The 2020 WASSCE for School timetable, first released by the West African Examination Council (WAEC) in January 2020, for the examination did not have any paper slated for Saturday.
But when a revised timetable was released on July 6, 2020, it had some papers slated for Saturday, with some members of the SDA Church expressing concern that compelling Adventist students to write some papers on Saturday was wrong.
They argued that no WASSCE paper had ever been written on a Saturday and subsequently petitioned the Ministry of Education, Ghana Education Service (GES), and West African Examinations Council (WAEC).
The church submitted two proposals asking for the Saturday papers to be rescheduled or that Adventist students who were to write papers on Saturday should be quarantined and made to write the paper after sundown same day.
Shortly after the news went viral, the Seventh-day Adventist Church said it would absorb the registration cost of the Nov/Dec or WASSCE private examination for students who decided to boycott the WASSCE papers scheduled for Saturday in accordance with their beliefs.
Reacting to the WASSCE candidates’ move, Dr Solace Asafo, Communication Director of Southern Ghana Union, said that the actions of the students conform with the teachings of the church.
The Southern Ghana Union Communication Directors said that while the church does not have a stance against students writing exams on Saturdays, it fully endorses their personal decision to boycott the papers.
“For those who choose not to write, we’ll register them for Nov/Dec, and we have the assurance that those papers will not be for Saturday because we engaged WAEC, GES, and the Minister of Education,” she said.

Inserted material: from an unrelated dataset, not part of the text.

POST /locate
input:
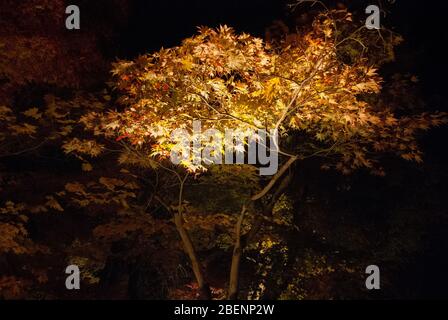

Dr Solace Asafo added, “The SDA, unlike other Christians, worships on Saturdays according to the biblical injunction right from Genesis to Exodus. So, in acceptance of all the ten commandments, we believe that the day is God’s day because He said He created the world, set it apart, and rested on that day. That is what we teach our members. You have six days to work, do all your regular activities, but on the sixth day, which is the day of the Lord our God, you are to set it apart for holy use. Don’t seek your own pleasure on that day.”
The Communication Director of Southern Ghana Union stated, “We teach our members to uphold the ten commandments; however, the choice to do it or not to do it lies with the individual. We don’t force people
The children who did not write the exams have been taught what is right. They chose to do what is right. What their conscience told them. They stood by their conviction and belief
The church does not legislate behaviour. It cannot say write or do not write because one day you’ll not stand before God and say my pastor says I shouldn’t write, that’s why I did not write. The church’s stand is that no secular activity should be done on Saturdays.”